Türkiye’de 14 Eylül 2022 tarihinde, afet sonrasına ilişkin sürecin yönetimi ile ilgili olarak “Türkiye Afet Müdahale Planı” (TAMP) onaylanarak yürürlüğe girdi. TAMP’ta afetin etkisine göre dört seviye belirlendi. Bu dört seviyenin her birinde hangi kurum ve kuruluşun neler yapacağı, görev ve sorumlulukları anlatılmaktadır.

ÇOK SAYIDA İLİN AYNI ANDA AFETE MARUZ KALMASI…
Planda özellikle afetin 3’üncü ve 4’üncü seviyesinde Silahlı Kuvvetler de dahil tüm ulusal kapasitenin müdahaleye katılacağı vurgulanmakta; tüm kamu kurum ve kuruluşlarının talimat beklemeksizin hareket edeceği belirtilmektedir.

Güney Anadolu Depremi 4’üncü seviyede bir depremdir. Buna karşın, TAMP’ın “Destek İl Grupları Tablosu” adlı 2 no.lu eki incelendiğinde, afet durumunda sadece her bir ilin hangi iller tarafından destekleneceği belirlenmiş; çok sayıda ilin aynı anda afete maruz kalması halinde hangi illerin hangi illeri destekleyeceği hususuna yer verilmediği görülmüştür.

Durum böyle olunca ilgili tüm birimler anlık emir ve talimatlarla yönlendirilmeye çalışılmış; önceden planlama olmadığından ciddi yetki ve alan kargaşası yaşanmıştır.

TAMP’da Milli Savunma Bakanlığı’na yardımcı çözüm ortağı olarak; arama-kurtarma, haberleşme, nakliye, güvenlik ve trafik, sağlık, barınma, tahliye ve yerleştirme gibi görevler verilmiş, afet öncesinde eğitimli ve organize olunması istenmiştir.

TAMP’a göre; 1’inci ve 2’nci seviye olan yerel ölçekli afetlerde askere görev verilmemiş olmakla birlikte, 3’üncü ve 4’üncü seviye olan ulusal ve uluslararası ölçekli afetlerde ise (yaşanan deprem 4’üncü seviyedir) diğer kurum ve kuruluşlar gibi talimat beklemeksizin afete destek sağlayacağı belirtilmiştir.

TSK “İNSANİ YARDIM TUĞAYI” VE İSTİHKÂM BİRLİKLERİ…
Türk Silahlı Kuvvetleri’nin donanım ve kabiliyet açısından arama-kurtarma konusunda uzman olan “İnsani Yardım Tugayı” ve istihkâm birlikleri doğrudan kurtarma faaliyetleri; diğer birlikleri de haberleşme, taşıma, güvenlik ve trafik, sağlık, barınma, tahliye ve yerleştirme gibi faaliyetleri icra edebilir.

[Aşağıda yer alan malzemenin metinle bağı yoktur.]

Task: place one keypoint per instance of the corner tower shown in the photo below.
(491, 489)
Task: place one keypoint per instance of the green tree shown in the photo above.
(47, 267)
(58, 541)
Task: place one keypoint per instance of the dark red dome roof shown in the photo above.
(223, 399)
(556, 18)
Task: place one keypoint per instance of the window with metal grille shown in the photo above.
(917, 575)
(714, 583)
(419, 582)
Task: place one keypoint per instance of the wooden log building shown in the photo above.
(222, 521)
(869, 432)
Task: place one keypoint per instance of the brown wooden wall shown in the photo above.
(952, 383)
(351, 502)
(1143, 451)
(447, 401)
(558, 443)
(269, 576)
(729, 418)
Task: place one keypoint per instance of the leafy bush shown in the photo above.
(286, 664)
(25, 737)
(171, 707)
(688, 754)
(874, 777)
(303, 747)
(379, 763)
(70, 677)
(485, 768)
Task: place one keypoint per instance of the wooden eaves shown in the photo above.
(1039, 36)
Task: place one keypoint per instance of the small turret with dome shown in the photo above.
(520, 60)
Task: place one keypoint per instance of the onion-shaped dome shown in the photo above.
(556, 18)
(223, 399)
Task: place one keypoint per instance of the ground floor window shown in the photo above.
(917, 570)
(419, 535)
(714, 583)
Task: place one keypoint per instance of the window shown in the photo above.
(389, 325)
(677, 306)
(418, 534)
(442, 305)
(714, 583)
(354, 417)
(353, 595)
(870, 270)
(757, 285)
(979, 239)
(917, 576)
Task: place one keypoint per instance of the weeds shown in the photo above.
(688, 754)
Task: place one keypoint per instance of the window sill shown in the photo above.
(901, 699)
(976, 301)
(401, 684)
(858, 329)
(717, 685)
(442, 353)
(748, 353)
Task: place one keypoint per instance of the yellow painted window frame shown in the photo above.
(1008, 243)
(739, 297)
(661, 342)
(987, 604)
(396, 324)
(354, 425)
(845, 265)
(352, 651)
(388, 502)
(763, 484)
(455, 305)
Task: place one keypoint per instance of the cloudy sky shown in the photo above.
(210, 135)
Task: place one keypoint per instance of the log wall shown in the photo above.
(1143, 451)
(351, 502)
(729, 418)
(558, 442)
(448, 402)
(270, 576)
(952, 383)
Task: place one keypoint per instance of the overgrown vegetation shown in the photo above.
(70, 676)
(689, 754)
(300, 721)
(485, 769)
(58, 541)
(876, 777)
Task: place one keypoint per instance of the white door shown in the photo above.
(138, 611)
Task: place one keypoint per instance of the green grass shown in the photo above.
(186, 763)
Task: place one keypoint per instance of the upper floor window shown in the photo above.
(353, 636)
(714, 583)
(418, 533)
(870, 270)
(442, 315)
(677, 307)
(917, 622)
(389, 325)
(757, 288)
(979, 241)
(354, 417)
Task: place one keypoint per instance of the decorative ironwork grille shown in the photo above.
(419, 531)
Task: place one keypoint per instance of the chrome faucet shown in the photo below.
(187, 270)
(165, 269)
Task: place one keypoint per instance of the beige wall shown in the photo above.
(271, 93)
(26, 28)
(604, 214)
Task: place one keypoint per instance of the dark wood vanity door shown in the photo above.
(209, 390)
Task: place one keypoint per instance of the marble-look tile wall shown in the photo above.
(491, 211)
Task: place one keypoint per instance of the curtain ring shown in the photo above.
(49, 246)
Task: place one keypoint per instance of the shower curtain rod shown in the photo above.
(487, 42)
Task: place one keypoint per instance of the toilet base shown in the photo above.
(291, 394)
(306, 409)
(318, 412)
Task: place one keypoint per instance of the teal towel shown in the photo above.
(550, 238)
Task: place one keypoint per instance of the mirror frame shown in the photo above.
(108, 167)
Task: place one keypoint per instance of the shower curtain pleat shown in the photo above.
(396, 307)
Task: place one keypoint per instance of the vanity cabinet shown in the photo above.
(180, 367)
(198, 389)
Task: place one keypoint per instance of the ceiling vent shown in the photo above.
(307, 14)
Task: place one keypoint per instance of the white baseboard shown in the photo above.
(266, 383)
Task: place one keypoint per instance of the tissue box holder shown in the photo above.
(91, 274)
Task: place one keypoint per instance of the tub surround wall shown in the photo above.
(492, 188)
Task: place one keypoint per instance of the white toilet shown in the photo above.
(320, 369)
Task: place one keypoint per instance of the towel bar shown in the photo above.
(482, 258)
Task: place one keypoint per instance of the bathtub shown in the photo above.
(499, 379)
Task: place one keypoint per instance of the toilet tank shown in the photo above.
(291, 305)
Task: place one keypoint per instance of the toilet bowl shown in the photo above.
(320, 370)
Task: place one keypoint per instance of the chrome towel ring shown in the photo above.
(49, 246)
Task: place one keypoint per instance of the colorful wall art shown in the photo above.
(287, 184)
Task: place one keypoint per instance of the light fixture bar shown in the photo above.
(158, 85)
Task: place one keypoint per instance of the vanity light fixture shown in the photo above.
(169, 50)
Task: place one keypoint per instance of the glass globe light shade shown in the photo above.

Bunların yanı sıra diğer askeri birlikler afet bölgesine yardım malzemelerinin dağıtımı, organizasyonu, çadır kentlerin kurulması-işletilmesi, lojistik destek üslerinin tesisi-işletilmesi ve asayiş hizmetleri ile deniz-hava ulaştırması gibi faaliyetlerde de bulunacak imkân ve kabiliyete sahiptir.

Yapılması gereken, depremin birden fazla il merkezini etkileyebileceği varsayımıyla TAMP eklerine bu senaryoların eklenmesiydi. Bu senaryolara göre gerçekleştirilecek simülasyonlarla deprem lojistiğinin tam zamanında sağlanması ve kurtarma ekiplerinin ilk 48 saati nasıl etkin bir şekilde kullanabileceğinin planlanmasıydı.

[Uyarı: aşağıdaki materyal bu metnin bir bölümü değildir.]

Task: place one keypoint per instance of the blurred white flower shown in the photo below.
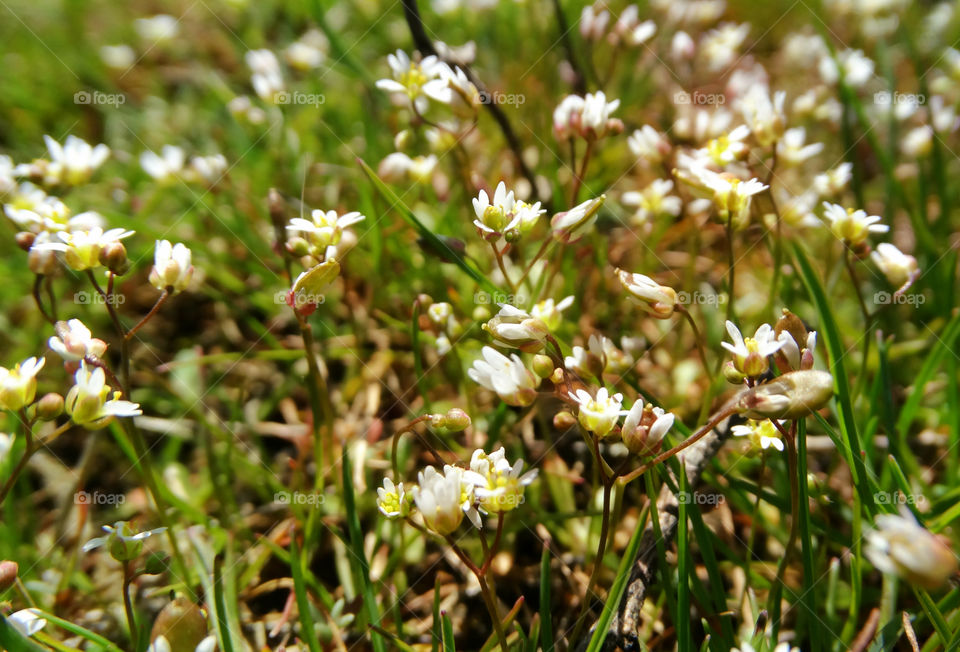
(512, 382)
(87, 402)
(74, 341)
(166, 166)
(852, 226)
(172, 267)
(598, 415)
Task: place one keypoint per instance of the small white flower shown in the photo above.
(443, 499)
(162, 27)
(598, 415)
(18, 386)
(898, 267)
(852, 226)
(516, 327)
(87, 402)
(27, 621)
(512, 382)
(659, 300)
(172, 267)
(762, 434)
(550, 313)
(166, 166)
(497, 484)
(750, 354)
(392, 500)
(901, 546)
(74, 341)
(645, 427)
(75, 161)
(266, 77)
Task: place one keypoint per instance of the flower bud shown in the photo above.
(182, 623)
(8, 574)
(49, 407)
(25, 240)
(113, 256)
(542, 365)
(564, 420)
(791, 396)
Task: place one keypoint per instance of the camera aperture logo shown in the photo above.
(299, 498)
(98, 498)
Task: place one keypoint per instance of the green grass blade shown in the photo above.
(435, 243)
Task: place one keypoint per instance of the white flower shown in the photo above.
(901, 546)
(81, 249)
(658, 300)
(267, 79)
(762, 434)
(18, 386)
(414, 80)
(75, 161)
(166, 166)
(598, 415)
(512, 382)
(648, 144)
(569, 226)
(898, 267)
(161, 644)
(27, 621)
(324, 229)
(719, 46)
(497, 484)
(764, 116)
(87, 402)
(750, 354)
(832, 182)
(443, 499)
(852, 226)
(118, 57)
(172, 267)
(653, 201)
(588, 117)
(392, 500)
(74, 342)
(644, 428)
(516, 327)
(162, 27)
(549, 312)
(792, 151)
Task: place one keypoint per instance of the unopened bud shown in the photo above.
(542, 365)
(8, 574)
(25, 240)
(182, 623)
(564, 420)
(113, 256)
(791, 396)
(49, 407)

İktisatta, en basit tanımıyla “lojistik yönetimi”, bir ürünün üretim aşamasındaki ilk adımından tüketiciye ulaştırıldığı son adımına kadar olan tüm taşıma ve depolama süreçlerinin verimli bir şekilde planlanması, denetlenmesi ve uygulanmasıdır. Doğru şekilde uygulanan bir lojistik yönetimi ile maliyetleri düşürmek, verimliliği artırmak ve müşteri memnuniyetini sağlamak mümkün olur.

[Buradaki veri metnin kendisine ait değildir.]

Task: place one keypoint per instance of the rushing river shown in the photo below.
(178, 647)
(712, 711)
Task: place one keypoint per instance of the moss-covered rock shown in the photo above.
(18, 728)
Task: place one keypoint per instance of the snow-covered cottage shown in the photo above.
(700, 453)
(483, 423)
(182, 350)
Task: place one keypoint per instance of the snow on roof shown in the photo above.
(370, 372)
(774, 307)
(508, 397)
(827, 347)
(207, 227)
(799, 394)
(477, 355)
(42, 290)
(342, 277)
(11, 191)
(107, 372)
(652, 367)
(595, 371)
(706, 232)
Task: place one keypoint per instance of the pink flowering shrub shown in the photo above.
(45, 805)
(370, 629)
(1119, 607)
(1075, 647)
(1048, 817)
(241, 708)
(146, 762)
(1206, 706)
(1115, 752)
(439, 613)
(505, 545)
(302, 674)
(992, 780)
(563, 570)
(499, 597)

AFET LOJİSTİĞİ YÖNETİMİNİN TANIMI…
Aynı tanımı kullanarak “afet lojistiği yönetimini’ de şöyle tanımlayabiliriz: “Afet lojistiği yönetimi, bir afetle karşılaşıldığında, kurtarma ekipleri, kurtarma araçları ve tıbbi malzemeler ile barınma, giyinme ve beslenme ürünlerinin garaj ve depolardan deprem bölgesine ulaştırıldığı son adıma kadar tüm taşıma ve depolama süreçlerinin afet öncesi tüm ayrıntılarıyla planlanması, denetlenmesi ve bu ekip ve donanımın afet bölgelerine etkin bir şekilde ulaştırılması ve dağıtılmasıdır. Doğru şekilde uygulanan afet lojistiği yönetimi ile en kısa sürede afete müdahale etmek, daha fazla can kurtarmak ve afetzede yakınmalarını minimize etmek mümkün olur.”